With increased stabling, time spent eating is reduced. Rather than grazing all day horses tend to eat their forage as it is fed – in two meals (normally two haynets). These two ‘boluses’ put more pressure on the intestines during feeding, and the more time spent without food (when they have eaten all their net) increases the risk of stomach ulcers. Remember to try to trickle feed your horse as much as you can, mimicking how they would eat when they are out grazing. This will minimise any possible digestion issues and reduce colic risk.

When your horse is stabled their movement is also reduced. Ambling around the field during grazing may not seem like important exercise, but this movement helps with digestion and keeps the joints supple. When stabled for long periods, try to get your horse out and about at least twice each day, whatever the weather! Movement promotes digestion, blood flow, muscle tone and joint health. This can be turnout, walking out, lunging, riding… anything to promote movement and to stimulate them mentally. As degenerative joint disease often worsens with reduced movement (going from walking round a field to stabling all day) and with cold, damp weather. Please contact your vet to discuss this further. Degenerative joint disease often worsens with reduced movement (going from walking round a field to stabling all day) and with cold, damp weather. Your vet will be able to discuss this further.

Provide clean fresh water daily and monitor drinking.


When transitioning from grass to hay/haylage, introduce this forage gradually, either during stabling or add it to the pasture. Transitioning slowly allows the gut microbes to adjust, promoting proper digestion. This helps avoid issues such as spasmodic colic and impaction colic.
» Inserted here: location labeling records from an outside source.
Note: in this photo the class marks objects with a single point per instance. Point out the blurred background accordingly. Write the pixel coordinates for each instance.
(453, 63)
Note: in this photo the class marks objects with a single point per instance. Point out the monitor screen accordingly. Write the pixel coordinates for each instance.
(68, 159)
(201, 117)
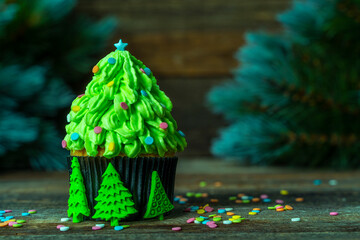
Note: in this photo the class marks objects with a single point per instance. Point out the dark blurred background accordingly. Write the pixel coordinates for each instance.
(282, 76)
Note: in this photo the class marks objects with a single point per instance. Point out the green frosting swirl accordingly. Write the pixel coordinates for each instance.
(123, 131)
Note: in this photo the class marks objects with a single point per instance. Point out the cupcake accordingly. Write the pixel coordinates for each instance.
(123, 143)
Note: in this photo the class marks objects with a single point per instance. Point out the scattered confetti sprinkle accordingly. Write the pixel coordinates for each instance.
(64, 229)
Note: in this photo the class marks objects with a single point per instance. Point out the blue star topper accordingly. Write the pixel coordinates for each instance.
(120, 45)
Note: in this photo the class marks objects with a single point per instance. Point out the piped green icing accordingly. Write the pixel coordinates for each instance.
(123, 131)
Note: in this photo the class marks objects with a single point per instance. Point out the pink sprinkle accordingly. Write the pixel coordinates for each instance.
(263, 196)
(12, 223)
(208, 209)
(97, 130)
(60, 226)
(164, 125)
(176, 229)
(124, 105)
(212, 225)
Many owners will turn to high energy hard feeds to keep condition on their horses during the colder months. However, the majority of horses can gain enough energy from forage alone, without the need for hard feed. So unless you are frequently training, competing or hunting for most of the winter, then it is likely your horse or pony will not need more than good quality hay/haylage and perhaps a low calorie vitamin and mineral balancer. If really needed, low starch hard feed and oil can provide safe additional calories if required.

Remember that it’s perfectly natural for your horse to lose some weight over the winter. It can be beneficial to reduce their body condition slightly before the spring grass arrives - especially those which are prone to laminitis or Equine Metabolic Syndrome (EMS). If in doubt, think of the horses out on the grassy plains thousands of years ago! Plan ahead to reduce problems in the spring and if you are unsure then contact your vet for advice.
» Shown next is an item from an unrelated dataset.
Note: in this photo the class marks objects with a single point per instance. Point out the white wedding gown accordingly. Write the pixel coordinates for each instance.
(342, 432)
Good planning and proper attention to healthcare, feeding and management practices will help keep your horse healthy this winter. By preparing for any potential issues well in advance, your horse will be more capable of dealing with anything the winter may throw at them, and so will be happier and healthier throughout this often difficult time. Being prepared may end up saving you time and money in the long run too!